In the patients with type 1 diabetes, the increase in the glucose concentration during acute hyperglycaemia was attenuated in the thalamus. The thalamus consists mainly of gray matter and receives its blood flow through long non-branching perforating arteries whose endothelium dependent vasodilatation function has been found to be impaired in chronically hyperglycaemic rats (Oizumi et al. 2006). Therefore we may have observed a decreased supply of glucose. On the other hand, a PET study in young healthy adults has found increased regional blood flow in the thalamus after repeated episodes of hypoglycaemia (Arbelaez et al. 2008). In our previous study we found that in healthy men with cardiovascular risk factors, thalamic tCr (marker of oxidative metabolism) was increased and associated with both fasting plasma glucose concentration and 2 h plasma glucose concentration in an oral glucose tolerance test (Heikkilä et al. 2008). Therefore the attenuated increase in glucose concentration may indicate increased glucose metabolism in the thalamus. It also is possible that the total uptake of glucose in the thalamus was saturated, since the diabetic participants had been exposed to hyperglycemia for a longer period of time. This would mean that the glucose uptake saturates easier in the thalamus than in the cortex or in the white matter. Although we cannot provide any clear explanation for the phenomenon, evidence is emerging that the thalamus somehow reacts to glycaemic variation or participates in the regulation of glucose metabolism.
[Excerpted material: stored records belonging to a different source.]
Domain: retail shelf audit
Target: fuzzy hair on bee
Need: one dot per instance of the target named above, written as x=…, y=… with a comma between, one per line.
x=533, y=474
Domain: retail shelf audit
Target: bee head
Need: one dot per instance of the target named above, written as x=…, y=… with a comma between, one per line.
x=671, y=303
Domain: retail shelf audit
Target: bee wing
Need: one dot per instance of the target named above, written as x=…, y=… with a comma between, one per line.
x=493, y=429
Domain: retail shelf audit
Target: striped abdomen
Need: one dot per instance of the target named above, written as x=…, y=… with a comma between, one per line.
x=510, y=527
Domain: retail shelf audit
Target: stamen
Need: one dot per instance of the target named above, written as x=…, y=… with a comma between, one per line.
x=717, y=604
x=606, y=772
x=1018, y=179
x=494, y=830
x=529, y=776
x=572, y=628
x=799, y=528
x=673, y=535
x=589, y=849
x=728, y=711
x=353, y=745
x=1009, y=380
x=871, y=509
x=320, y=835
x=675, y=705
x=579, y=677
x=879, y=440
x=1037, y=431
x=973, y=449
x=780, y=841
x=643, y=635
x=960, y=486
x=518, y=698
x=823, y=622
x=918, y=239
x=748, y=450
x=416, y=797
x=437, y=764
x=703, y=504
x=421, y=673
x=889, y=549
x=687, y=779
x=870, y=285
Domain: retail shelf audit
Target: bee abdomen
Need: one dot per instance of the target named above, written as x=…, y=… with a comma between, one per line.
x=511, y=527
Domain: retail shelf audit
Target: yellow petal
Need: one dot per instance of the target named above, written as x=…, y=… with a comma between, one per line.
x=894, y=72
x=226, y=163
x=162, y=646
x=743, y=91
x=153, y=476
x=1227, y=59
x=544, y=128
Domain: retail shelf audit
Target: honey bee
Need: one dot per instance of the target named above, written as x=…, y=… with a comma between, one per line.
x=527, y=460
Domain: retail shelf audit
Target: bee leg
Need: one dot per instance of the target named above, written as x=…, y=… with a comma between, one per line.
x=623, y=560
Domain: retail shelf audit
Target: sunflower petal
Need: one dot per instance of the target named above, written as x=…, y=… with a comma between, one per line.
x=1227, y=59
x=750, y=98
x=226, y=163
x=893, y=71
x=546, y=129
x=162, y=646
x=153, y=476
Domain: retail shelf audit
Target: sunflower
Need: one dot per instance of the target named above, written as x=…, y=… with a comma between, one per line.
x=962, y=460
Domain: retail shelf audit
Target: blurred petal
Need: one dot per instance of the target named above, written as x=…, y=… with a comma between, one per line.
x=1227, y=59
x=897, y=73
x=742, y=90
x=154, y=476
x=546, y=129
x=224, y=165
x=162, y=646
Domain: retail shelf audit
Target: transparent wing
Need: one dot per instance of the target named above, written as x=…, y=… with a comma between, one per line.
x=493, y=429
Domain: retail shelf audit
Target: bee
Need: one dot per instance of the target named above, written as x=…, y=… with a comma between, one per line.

In the cortex and white matter, acute hyperglycaemia increased glucose concentrations as much in the diabetic as in the non-diabetic participants. We have previously shown that during fasting glycaemia, the glucose concentration in these brain regions is higher in the diabetic than in the non-diabetic individuals (Heikkilä et al. 2009). This suggests decreased metabolic rate in relation to the amount of available glucose in the cortex and white matter of diabetic individuals.

In conclusion, the distribution of glucose in the brain during acute hyperglycaemia seems to be dependent on the tissue type. The high exposure of cortex to excess glucose may thus contribute to hyperglycaemia related cognitive dysfunction. Chronic exposure to high glucose concentration alters the glucose uptake/metabolism in the thalamus. Thalamus has not been in the focus of brain research in patients with diabetes but the present and previous results suggest that further studies are required to determine its contribution in the regulation glucose metabolism and development of diabetic brain disease.